Predicting the miRNAs regulated by circRNA_089763 and their corresponding target genes

circRNAs act as miRNA sponges, binding and inhibiting miRNAs from regulating their target genes, and are also known as ceRNAs (11). As shown in Fig. 4, circRNA_089763 may sequester 10 miRNAs, including hsa-miR-670-3p, hsa-miR-6856-3p, hsa-miR-6769b-3p, hsa-miR-7111-3p, hsa-miR-6803-3p, hsa-miR-614, hsa-miR-6784-3p, hsa-miR-454-5p, hsa-miR-6798-3p and hsa-miR-3684. Each of these miRNAs regulates target genes. To identify these genes, prediction analysis was performed using the mirdb V5 database. As shown in Fig. 4, circRNA-089763 can indirectly regulate a number of target genes through endogenous competition. circRNA-089763 can bind miR-7111-3p, miR-6769b-3p and miR-670-3p simultaneously. These three microRNAs regulate the expression of insulin-like growth factor binding protein 5 (IGFBP5). A total of two other miRNAs, miR-3684 and miR-6798-3p, regulate the expression of stanniocalcin 1 (STC-1) and tyrosine 3-monooxygenase/tryptophan 5-monooxygenase activation protein γ (YWHAG).

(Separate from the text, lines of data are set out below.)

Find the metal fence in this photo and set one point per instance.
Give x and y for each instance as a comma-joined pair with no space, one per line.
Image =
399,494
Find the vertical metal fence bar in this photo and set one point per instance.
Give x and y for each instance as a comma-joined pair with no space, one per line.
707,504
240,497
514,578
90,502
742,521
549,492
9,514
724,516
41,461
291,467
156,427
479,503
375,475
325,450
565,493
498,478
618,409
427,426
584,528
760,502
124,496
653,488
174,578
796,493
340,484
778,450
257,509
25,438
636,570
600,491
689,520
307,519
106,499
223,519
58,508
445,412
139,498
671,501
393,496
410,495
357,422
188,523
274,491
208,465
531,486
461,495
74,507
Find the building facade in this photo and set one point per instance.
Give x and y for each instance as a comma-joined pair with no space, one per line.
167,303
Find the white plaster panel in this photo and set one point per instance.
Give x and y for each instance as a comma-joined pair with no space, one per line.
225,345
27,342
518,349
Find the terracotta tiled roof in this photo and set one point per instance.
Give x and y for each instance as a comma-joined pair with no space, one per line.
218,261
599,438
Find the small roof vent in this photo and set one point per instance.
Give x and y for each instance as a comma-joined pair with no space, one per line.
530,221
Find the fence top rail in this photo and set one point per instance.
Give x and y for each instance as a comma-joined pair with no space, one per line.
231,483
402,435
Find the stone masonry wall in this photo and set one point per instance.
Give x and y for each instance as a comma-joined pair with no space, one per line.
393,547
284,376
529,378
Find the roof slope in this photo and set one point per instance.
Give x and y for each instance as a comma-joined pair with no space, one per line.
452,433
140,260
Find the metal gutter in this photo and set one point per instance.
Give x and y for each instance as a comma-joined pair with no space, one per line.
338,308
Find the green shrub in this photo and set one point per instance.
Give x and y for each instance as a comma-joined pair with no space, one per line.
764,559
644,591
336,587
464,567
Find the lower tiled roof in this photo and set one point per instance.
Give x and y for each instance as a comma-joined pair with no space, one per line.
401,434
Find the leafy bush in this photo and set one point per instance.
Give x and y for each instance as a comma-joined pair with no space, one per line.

Figure 4. Predicted miRNAs sequestered by circRNA_089763 and their corresponding target genes. miRNA/miR, microRNA; circRNA, circular RNA; hsa, Homo sapiens.

GO analysis results

Fig. 5 shows the molecular functions (MFs) of neurons that may be regulated by the target genes of circRNA_089763 (P<0.05). Fig. 5A shows the classifications of these molecular functions. Fig. 5B orders the molecular functions based on their GO analysis enrichment scores. Fig. 5C shows the cellular processes, predicted using fold enrichment, regulated by the target genes. Fig. 6 shows the biological processes in neurons that may be regulated by the target genes of circRNA_089763 (P<0.05). Fig. 6A shows the classifications of the predicted biological processes and Fig. 6B orders the biological processes based on their GO analysis enrichment score. Fig. 6C shows the biological processes, predicted using fold enrichment, regulated by the target genes. Fig. 7 shows the cellular components that may be regulated by the target genes of circRNA_089763 (P<0.05). Fig. 7A shows the classifications of these cellular components and Fig. 7B orders the cellular components based on their GO analysis enrichment scores. Fig. 7C shows the cellular components, predicted using fold enrichment, regulated by the target genes.

Figure 5. Molecular functions that were significantly enriched by the target genes of circular RNA_089763 based on GO analysis. (A) Classification of the predicted molecular functions. (B) The molecular functions ordered based on their GO analysis enrichment scores. (C) The cellular processes, predicted using fold enrichment, regulated by the target genes. GO, gene ontology; DE, differentially expressed; MF, molecular functions; sig, significant.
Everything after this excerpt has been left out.